Overheating problem with new node

April 6, 2012
by Wm. Josiah Erikson (wjens)

It looks like Kwaku accidentally discovered a problem with the new node’s config. It crashed in the middle of him running something on it, and I found it totally unresponsive due to (probably) overheating. I think that 2U just isn’t enough room for this heatsink and fan combo to work with, and also I think that the placement of the memory prevents airflow through the heatsink fins. Clearly the fins should be facing the other direction. I think it will be clear from this pic. Unless I can figure out some way around this, that nixes using these. Perhaps a different heatsink, or maybe even just getting two 8GB memory modules and putting them in the slots further away from the processor?

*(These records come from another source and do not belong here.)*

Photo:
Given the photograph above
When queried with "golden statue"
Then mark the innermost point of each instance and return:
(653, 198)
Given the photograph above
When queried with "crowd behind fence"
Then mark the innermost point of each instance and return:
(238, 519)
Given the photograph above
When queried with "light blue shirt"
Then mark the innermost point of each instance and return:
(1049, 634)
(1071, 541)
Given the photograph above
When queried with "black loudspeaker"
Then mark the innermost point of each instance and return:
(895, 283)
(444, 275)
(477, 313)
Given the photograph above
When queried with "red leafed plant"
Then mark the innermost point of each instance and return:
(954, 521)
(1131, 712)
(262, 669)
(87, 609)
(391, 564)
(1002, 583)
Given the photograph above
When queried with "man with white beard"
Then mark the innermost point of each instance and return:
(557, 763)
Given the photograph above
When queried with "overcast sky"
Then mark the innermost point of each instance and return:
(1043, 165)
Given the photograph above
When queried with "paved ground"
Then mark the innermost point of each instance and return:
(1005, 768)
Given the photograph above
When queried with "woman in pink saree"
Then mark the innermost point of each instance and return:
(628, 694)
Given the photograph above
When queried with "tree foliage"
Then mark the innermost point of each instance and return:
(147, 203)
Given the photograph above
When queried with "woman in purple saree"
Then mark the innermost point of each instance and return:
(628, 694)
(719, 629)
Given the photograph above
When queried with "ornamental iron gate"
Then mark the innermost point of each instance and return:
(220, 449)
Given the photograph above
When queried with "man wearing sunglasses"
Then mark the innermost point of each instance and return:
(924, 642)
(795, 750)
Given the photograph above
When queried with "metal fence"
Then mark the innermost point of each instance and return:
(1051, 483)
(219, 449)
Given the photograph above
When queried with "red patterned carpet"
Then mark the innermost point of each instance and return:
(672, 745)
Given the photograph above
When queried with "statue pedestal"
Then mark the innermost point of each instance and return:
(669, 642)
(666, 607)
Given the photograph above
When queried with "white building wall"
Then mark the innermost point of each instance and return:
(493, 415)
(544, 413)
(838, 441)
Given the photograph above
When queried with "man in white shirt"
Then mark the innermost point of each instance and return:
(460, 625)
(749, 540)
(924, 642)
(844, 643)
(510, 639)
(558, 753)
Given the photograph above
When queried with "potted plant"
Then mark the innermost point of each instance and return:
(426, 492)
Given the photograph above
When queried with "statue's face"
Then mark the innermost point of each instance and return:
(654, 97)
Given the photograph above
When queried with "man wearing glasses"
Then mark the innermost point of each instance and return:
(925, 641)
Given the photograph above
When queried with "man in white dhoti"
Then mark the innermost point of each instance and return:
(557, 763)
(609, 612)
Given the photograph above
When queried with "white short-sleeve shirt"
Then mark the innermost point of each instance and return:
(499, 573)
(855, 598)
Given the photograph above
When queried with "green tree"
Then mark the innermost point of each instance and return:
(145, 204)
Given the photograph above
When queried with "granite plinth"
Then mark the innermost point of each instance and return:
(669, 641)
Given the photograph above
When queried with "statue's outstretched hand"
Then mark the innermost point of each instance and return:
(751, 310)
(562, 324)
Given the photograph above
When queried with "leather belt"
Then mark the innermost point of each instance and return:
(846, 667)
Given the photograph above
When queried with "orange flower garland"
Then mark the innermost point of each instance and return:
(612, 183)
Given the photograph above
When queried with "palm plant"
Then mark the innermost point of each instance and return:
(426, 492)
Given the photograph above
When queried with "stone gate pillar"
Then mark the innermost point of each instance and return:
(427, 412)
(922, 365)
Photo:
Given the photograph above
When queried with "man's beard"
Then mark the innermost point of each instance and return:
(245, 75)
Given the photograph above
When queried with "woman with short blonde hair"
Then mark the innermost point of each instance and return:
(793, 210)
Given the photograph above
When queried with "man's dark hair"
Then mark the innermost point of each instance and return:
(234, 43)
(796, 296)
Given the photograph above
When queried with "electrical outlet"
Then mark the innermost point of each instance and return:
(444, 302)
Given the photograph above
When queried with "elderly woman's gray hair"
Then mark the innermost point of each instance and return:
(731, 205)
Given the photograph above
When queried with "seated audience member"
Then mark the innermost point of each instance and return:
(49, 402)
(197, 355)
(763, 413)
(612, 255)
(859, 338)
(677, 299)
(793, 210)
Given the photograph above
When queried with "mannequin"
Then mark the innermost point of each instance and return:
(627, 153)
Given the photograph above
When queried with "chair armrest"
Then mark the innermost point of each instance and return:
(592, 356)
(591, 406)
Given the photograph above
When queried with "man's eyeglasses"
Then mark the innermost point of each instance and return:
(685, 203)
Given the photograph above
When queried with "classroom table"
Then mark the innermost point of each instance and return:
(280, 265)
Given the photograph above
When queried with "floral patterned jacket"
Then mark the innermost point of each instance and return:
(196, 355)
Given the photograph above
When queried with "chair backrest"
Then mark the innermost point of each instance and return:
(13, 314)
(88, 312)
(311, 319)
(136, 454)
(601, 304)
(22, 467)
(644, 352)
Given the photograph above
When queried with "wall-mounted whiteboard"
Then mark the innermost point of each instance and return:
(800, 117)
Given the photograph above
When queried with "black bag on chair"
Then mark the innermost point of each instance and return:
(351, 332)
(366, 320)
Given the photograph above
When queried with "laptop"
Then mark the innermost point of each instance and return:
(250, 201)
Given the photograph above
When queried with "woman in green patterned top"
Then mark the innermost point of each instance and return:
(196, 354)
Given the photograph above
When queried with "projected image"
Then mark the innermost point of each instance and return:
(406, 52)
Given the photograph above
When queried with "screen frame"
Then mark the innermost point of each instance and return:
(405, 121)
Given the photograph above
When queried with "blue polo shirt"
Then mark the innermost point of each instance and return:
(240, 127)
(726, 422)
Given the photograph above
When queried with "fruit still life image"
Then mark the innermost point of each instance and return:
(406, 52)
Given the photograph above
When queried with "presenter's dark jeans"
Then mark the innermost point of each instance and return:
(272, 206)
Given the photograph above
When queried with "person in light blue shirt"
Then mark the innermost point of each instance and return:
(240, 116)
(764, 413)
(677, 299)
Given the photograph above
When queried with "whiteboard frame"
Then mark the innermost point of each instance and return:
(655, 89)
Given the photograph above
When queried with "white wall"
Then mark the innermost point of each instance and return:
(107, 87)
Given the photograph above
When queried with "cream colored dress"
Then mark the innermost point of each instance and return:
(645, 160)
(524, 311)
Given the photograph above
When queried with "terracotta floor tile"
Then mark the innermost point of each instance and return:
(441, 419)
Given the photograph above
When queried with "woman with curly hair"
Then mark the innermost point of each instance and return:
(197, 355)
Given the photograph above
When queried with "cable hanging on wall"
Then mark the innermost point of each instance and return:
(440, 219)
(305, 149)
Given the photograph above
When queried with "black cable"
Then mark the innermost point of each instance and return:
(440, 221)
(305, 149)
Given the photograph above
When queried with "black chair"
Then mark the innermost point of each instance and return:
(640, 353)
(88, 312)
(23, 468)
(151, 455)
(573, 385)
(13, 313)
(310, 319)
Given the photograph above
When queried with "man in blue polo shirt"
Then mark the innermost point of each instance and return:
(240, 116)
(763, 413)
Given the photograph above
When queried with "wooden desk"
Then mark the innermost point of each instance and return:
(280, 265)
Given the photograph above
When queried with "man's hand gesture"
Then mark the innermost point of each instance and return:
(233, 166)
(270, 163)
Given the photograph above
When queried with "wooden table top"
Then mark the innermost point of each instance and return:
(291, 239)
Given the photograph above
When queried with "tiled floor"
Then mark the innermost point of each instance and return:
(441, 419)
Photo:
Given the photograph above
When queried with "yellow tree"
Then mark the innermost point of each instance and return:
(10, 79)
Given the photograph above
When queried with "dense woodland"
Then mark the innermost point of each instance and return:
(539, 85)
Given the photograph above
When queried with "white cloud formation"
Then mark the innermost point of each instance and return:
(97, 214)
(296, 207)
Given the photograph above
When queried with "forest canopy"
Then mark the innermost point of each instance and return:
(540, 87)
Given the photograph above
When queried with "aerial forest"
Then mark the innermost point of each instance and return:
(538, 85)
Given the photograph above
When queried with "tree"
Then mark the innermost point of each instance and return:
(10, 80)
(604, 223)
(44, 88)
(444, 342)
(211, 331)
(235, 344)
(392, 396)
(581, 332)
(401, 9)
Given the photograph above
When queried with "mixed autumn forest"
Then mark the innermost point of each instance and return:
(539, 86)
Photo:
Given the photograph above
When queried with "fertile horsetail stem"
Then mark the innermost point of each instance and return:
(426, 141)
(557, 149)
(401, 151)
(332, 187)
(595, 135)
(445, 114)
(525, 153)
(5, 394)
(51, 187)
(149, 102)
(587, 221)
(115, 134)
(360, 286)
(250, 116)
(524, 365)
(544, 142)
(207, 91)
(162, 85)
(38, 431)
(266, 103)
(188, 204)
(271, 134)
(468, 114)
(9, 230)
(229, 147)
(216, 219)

compute-1-4 back up; compute-1-7 went from worst to best in rack 1

April 5, 2012
by Wm. Josiah Erikson (wjens)

I replaced compute-1-4’s power supply. I also replaced compute-1-7’s innards. It was a 2.16Ghz Core 2 Duo with 4GB of RAM. It is now a 3.1Ghz octa-core Phenom with 16GB of RAM. Cost for this upgrade: ~$400. I’ll be “benchmarking” it shortly (with dnetc, not a real benchmark, but might have something to do with something).


New parts in

March 30, 2012
by Wm. Josiah Erikson (wjens)

Got some new parts in – new power supply for compute-1-4 and new motherboard and RAM for compute-1-7. If it works out, I might update more of rack 1 to this configuration: new 8-core Phenom II’s with 16GB of RAM. I’ll have to check the old motherboards; there’s even a possiblity I won’t have to get new ones.


Some dead nodes

March 26, 2012
by Wm. Josiah Erikson (wjens)

Looks like a fair portion of the cluster has been down for a couple of days. Checking into it reveals the following problems:
1. compute-1-4 won’t power on. Probably a power supply.
2. Much of racks 1 and 2 had just hardlocked, and mostly all at the same time, so it must have been a job that got submitted at that time.
3. Several nodes had an error message on the console from tractor about “Load averages are unobtainable”. Some of these nodes were crashed, some were not (compute-1-6, for instance, was not)
4. Compute-3-3 seems to have finally died the same death as the other Opteron nodes


Small upgrades

November 7, 2011
by Wm. Josiah Erikson (wjens)

At some point this summer, I upgraded compute-1-9 to a Core 2 Quad and 8GB of RAM, and upgraded compute-1-6 to a hexacore Athlon and 16GB of RAM, both for piddly amounts of money, bringing us up to Total CPUs: 258
Total Memory: 303.9 GB.

I’ll probably upgrade compute-1-7 to match compute-1-6 soon, as it’s our last 4GB, dual-core node in Rack 1. Or maybe I’ll see if I can do something crazy with a quad-processor motherboard or something. We’ll see how bored I get 🙂


Total CPUs: 250 Total Memory: 288.5 GB

June 23, 2011
by Wm. Josiah Erikson (wjens)

Yeah. That’s up 96 CPU’s and 64GB of RAM from before lunch. Not bad.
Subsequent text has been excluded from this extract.